Размер шрифта
-
+

Такие разные люди - стр. 21

Два раза в год.

В поминальные дни.

В день смерти мужа и в день их свадьбы…

Понимали теперь односельчане, откуда взялась такая неизбывная черная тоска. Помнили, как ровно через год после смерти мужа она, наплакавшаяся, впервые вышла на высокое крыльцо, подоткнула длинный фартук, вздохнула, глядя на пламенеющий закат, и вдруг запела.

Так и пошло…

Годы летели… Зима корчилась снежными бурями. Весна благоухала сиренью и черемухой. Лето осыпало звездными ливнями. И снова осень буйствовала багрянцем и золотом…

А она все вековала одна. Не жаловалась никогда, безропотно тянула лямку, старательно выживала, людям улыбалась, всем помогала.

И пела два раза в год.

А соседи, как заслышат тоску, птицей подбитой летящую к небу и напрочь рвущую душу, так сразу и говорят, оборачиваясь к ее дому:

– Ишь, опять поет! Поминальный, видно, день сегодня.

И с легкой их руки песни ее так и стали в округе звать поминальными.

И плыла два раза в год песня над деревней.

Улетала за лес, чернеющий вдали, за реку, поросшую осокой, за поля…

Все выше и выше.

И чудилось заплаканной Агаше, неизменно сидящей на высоком крыльце, что идет по дороге ее муж… Молодой и здоровый, красивый и сильный, любящий и несущий счастье… И нет страшных бед, и вовсе нет одиночества, нет страха и обиды.

Есть только любовь…

И вся жизнь впереди. Вдвоем.

Навсегда.

И летела песня… Поминальная.

И плакала душа. И рвалось от тоски сердце.

Горевала сильная женщина. Тосковала чистая душа.

Ничего. Ничего…

Вот сейчас допоет она, наберется сил, скрепит сердце, сожмет кулаки и станет жить. И работать. И улыбаться…

А через полгода опять взлетит к небу поминальная песня…

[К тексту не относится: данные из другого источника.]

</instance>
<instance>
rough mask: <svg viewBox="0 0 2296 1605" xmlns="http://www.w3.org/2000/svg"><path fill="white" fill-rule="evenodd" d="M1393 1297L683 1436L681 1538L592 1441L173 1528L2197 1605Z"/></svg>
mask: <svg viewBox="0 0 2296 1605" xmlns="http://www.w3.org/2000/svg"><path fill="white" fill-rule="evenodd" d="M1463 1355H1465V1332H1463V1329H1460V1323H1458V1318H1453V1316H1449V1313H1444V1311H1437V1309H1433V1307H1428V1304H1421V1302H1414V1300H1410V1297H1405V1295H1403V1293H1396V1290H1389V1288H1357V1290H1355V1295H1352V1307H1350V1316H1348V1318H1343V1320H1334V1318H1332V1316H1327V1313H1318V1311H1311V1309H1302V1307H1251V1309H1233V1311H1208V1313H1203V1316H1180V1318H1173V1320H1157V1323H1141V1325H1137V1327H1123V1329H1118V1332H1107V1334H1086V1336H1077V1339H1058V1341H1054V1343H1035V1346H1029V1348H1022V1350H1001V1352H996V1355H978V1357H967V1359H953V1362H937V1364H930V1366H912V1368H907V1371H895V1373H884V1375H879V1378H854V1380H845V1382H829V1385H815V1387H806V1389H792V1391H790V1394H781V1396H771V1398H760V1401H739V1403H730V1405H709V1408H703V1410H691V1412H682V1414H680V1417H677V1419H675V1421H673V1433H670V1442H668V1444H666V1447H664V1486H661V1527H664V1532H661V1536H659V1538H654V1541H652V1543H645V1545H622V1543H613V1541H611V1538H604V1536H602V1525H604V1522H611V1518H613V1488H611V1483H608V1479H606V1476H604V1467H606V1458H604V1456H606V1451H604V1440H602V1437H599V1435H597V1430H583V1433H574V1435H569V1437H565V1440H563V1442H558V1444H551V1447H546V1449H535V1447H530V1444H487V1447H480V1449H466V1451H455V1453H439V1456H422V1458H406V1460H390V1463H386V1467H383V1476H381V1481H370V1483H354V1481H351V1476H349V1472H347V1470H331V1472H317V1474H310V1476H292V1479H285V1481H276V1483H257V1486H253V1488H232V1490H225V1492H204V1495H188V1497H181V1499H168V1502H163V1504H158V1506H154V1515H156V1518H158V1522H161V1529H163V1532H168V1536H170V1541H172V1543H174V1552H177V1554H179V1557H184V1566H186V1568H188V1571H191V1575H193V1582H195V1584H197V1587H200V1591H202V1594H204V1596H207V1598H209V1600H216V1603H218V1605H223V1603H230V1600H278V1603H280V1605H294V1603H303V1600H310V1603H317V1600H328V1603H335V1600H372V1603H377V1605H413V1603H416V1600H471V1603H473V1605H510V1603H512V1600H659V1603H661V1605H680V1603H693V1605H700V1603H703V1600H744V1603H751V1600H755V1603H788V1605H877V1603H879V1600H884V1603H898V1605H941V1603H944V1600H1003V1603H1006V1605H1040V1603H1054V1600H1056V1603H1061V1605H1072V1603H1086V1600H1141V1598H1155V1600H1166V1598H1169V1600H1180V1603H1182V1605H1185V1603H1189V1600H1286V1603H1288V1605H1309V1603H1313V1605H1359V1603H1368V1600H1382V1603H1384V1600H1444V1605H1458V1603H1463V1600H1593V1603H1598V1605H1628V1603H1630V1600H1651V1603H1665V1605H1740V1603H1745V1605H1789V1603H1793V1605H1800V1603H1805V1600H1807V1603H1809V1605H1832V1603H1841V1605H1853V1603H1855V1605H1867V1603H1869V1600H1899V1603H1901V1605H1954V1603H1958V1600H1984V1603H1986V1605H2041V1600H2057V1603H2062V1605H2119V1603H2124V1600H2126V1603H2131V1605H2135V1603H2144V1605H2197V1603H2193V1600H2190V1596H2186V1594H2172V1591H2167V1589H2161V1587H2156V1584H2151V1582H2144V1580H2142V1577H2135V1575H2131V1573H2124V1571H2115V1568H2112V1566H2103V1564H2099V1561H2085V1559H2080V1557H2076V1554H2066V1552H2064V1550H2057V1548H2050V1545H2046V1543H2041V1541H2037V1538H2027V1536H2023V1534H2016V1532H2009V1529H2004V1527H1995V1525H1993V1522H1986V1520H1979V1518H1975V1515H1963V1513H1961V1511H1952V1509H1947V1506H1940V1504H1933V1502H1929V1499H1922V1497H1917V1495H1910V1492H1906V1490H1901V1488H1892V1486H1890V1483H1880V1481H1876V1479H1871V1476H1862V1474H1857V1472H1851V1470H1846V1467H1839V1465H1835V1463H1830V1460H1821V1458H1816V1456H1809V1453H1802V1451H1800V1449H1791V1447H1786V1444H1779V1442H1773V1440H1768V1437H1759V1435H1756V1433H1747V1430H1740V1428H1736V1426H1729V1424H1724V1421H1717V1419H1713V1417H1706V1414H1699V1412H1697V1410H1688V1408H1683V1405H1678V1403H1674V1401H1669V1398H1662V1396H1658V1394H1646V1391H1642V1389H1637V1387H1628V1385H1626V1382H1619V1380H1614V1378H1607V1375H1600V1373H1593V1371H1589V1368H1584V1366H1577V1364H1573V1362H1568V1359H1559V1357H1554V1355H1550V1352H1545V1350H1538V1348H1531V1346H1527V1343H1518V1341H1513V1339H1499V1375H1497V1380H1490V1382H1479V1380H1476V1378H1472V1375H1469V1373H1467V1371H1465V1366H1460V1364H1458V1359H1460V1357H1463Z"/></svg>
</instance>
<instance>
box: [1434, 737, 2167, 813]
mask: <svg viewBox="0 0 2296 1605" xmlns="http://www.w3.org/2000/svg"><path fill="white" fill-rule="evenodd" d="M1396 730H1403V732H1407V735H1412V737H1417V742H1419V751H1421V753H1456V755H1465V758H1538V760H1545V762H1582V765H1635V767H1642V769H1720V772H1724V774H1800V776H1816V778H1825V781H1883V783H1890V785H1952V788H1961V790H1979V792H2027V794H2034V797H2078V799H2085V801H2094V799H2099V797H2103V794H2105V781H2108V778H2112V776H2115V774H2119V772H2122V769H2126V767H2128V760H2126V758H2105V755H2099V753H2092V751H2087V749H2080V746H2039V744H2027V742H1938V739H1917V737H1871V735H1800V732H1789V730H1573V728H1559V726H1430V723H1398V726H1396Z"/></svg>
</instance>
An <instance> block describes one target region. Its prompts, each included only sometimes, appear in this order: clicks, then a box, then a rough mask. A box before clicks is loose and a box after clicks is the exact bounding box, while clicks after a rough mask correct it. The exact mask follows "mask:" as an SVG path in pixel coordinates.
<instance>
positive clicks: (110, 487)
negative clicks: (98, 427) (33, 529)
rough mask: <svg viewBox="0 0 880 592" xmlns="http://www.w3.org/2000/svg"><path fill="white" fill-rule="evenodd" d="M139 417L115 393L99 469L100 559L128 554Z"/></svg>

Ведь, покуда мы живы, память не умирает.

И любовь живет…

Будем жить…

Страшно пахло гарью.

Смрад и копоть поднимались вверх, прокалывая своей сгустившейся чернотой белесые предрассветные небеса. Остов только что сгоревшего дома еще сильно дымился, распространяя вокруг фейерверк труднопереносимых запахов. Все смешалось в этом дымящемся аду: раздирающая горло и ноздри вонь, разъедающий глаза едкий дым, дикие крики уцелевших перепуганных животных, отчаянный плач детей и проклятия старух, обращенные куда-то ввысь…

Ошалевшие собаки метались по сгоревшей за ночь деревне, то злобно рыча, то жалобно воя. Чуть поодаль сбились в дрожащую стаю овцы, чудом выведенные из уже ярко полыхающего загона.

Прямо на земле сидели потерянные, испуганные чумазые люди, тоскливо глядящие на то, что осталось от их зажиточных и крепких хозяйств. Полуголые мужики, грязные и закопченные, продолжали заливать пламя у крайней избы, опасаясь живого огня, таящегося где-то в обвалившейся кровле.